I.
Protocol We have a
reputation for
losing our minds, going
postal, suicide. Human is
to want to open what is
not open. My job,
to never witness. Sometimes
I want to ask the women
on their doorsteps to unseal
a package in front
of me. Just one. II.
Arlene The lines
are long, you don’t
know how we wait to lock
the door at closing. Everybody
has an agenda. Tapping
your feet like waiting
is a consequence of my
slow stamp. A smile
costs more than forty-four cents, I am not
responsible for raising that price but thank
you for asking again. I don’t
do the billing, just take the checks and with
them the blame for the
wars and the lateness, your
empty stomach and every
red light on the way home. III.
Weekday Every
morning I stay to see
her, barefoot down the
path, baby slung on her
hip. I can’t
open her letters, but read
the addresses, count birthday
cards and bundle
them together so she’ll
see them all at once. Sometimes
in the truck I flip through
her catalogues, touching
every page I see us
inside. We have
the life with the dog— striped
sheets and beach bags, down
pillows to break open and
dance under, feathers tangled in our
hair. IV.
Transit Return to
sender, no final
destination — so
close to home
Rachel
L. Snyder received her MFA in Poetry from Sarah Lawrence College.
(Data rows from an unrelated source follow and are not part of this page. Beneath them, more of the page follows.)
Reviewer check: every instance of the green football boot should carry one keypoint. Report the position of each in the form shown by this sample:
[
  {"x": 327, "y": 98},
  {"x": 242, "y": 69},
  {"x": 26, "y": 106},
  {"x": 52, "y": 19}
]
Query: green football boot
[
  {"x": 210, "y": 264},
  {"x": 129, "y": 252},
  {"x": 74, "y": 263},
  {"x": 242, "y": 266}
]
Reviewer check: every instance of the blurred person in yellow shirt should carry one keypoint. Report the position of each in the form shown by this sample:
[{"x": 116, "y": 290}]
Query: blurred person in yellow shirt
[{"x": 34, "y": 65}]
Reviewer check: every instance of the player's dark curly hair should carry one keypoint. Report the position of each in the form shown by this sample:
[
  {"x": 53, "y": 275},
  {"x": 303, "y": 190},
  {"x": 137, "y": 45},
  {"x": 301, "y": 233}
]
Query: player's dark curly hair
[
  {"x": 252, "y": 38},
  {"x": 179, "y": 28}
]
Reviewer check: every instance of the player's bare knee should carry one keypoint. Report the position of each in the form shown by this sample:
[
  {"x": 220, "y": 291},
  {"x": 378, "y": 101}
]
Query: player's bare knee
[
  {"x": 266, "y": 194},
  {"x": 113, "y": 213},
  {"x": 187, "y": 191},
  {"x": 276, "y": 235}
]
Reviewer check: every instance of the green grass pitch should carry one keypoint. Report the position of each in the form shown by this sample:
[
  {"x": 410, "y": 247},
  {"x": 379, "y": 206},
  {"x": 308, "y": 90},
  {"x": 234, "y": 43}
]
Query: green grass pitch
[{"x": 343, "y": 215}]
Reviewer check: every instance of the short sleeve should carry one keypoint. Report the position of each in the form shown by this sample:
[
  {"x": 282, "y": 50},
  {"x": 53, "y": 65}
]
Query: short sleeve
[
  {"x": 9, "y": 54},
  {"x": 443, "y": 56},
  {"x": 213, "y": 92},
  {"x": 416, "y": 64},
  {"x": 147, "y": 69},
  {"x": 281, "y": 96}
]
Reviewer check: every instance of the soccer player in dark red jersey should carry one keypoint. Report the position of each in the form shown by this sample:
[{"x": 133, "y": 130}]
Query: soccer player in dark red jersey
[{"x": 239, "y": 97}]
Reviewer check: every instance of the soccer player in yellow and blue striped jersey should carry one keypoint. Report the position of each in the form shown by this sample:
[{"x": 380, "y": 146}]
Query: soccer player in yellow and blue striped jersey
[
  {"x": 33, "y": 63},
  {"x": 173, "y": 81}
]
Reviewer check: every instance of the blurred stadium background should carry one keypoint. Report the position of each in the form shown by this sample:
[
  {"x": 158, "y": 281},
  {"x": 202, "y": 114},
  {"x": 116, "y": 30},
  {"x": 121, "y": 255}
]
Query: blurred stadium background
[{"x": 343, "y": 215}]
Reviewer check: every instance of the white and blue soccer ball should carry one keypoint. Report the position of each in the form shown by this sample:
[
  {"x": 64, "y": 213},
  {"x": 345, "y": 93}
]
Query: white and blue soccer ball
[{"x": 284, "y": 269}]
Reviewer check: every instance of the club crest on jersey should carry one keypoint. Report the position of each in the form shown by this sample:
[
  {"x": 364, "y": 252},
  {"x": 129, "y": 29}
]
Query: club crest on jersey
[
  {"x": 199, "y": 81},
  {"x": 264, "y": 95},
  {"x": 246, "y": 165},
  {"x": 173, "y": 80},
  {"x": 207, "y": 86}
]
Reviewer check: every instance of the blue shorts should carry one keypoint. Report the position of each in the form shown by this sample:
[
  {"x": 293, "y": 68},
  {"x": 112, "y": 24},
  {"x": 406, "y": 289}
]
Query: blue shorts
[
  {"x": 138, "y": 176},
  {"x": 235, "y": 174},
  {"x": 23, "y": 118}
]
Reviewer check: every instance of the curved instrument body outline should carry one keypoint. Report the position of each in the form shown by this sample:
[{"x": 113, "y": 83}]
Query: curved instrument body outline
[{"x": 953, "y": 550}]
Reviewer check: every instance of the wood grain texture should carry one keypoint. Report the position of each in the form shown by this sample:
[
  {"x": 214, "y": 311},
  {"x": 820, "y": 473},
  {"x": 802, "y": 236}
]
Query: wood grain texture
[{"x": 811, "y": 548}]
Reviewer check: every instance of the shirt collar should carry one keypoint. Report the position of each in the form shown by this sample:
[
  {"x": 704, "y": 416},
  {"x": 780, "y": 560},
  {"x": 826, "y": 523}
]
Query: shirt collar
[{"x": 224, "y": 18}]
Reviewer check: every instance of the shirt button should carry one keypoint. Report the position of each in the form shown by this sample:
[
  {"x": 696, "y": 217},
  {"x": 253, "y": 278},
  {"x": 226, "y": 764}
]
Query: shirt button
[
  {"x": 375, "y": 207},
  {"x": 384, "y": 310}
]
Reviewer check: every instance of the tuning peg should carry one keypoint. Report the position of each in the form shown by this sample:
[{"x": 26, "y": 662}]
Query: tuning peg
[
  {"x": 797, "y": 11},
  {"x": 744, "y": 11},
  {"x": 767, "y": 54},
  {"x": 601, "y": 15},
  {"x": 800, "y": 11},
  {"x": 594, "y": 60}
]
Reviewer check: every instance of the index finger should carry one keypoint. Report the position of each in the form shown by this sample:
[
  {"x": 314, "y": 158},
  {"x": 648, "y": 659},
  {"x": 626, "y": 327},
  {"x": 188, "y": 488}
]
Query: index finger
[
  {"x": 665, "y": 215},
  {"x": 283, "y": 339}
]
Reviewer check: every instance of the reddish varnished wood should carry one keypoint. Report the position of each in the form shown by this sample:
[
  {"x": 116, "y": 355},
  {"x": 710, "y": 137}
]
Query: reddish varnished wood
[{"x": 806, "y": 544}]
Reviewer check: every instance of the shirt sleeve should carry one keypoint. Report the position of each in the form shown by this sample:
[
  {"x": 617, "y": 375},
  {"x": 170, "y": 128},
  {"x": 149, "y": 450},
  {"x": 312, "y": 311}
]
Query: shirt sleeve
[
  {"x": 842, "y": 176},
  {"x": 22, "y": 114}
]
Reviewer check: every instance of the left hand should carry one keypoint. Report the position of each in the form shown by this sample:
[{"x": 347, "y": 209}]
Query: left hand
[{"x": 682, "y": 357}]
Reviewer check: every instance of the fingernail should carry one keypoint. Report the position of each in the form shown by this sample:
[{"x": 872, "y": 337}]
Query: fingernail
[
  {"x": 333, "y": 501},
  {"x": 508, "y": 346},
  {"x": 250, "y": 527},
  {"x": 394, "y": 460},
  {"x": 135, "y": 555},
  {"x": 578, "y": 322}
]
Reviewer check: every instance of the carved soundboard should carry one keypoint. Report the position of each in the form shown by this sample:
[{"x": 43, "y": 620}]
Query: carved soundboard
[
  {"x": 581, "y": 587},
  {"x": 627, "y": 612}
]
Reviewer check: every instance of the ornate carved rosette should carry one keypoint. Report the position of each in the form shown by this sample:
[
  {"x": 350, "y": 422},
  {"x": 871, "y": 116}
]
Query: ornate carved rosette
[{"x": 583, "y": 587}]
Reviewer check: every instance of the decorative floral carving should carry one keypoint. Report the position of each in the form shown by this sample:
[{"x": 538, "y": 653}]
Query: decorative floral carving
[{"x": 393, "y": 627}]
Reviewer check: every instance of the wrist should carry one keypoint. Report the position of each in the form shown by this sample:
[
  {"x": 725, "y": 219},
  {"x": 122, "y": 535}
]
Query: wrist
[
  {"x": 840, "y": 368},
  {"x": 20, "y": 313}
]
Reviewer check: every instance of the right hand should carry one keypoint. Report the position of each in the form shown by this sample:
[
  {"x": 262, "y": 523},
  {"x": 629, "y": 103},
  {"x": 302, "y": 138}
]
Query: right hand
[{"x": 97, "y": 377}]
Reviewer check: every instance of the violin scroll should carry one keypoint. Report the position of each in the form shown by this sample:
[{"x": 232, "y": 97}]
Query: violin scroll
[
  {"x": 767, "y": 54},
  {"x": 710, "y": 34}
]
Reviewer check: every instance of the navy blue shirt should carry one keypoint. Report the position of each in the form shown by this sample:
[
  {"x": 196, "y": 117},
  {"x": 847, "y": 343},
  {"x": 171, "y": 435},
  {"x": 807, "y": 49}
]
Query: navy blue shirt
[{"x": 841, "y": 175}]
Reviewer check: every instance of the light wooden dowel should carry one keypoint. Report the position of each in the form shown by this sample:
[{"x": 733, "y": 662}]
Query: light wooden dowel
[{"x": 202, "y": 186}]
Her
work has appeared in The FictionWeek Literary Review, Bird’s Eye
reView, and Quick Lucks, and is forthcoming in Big Lucks. She teaches
writing at SUNY Purchase College, and spends most of her time outside
in New York, listening. There
was a month last year when I found myself frequenting the post office
more often than usual. I spent a week trying to inhabit the minds of
postal workers in my poetry, and chiseled this series from that. My
imagined postal workers deliver the secrets of entire neighborhoods,
but are forbidden to know them. Every day, they have to suppress this
human, primal curiosity and disengage. If it were I, the greatest
reward would be to see what’s inside.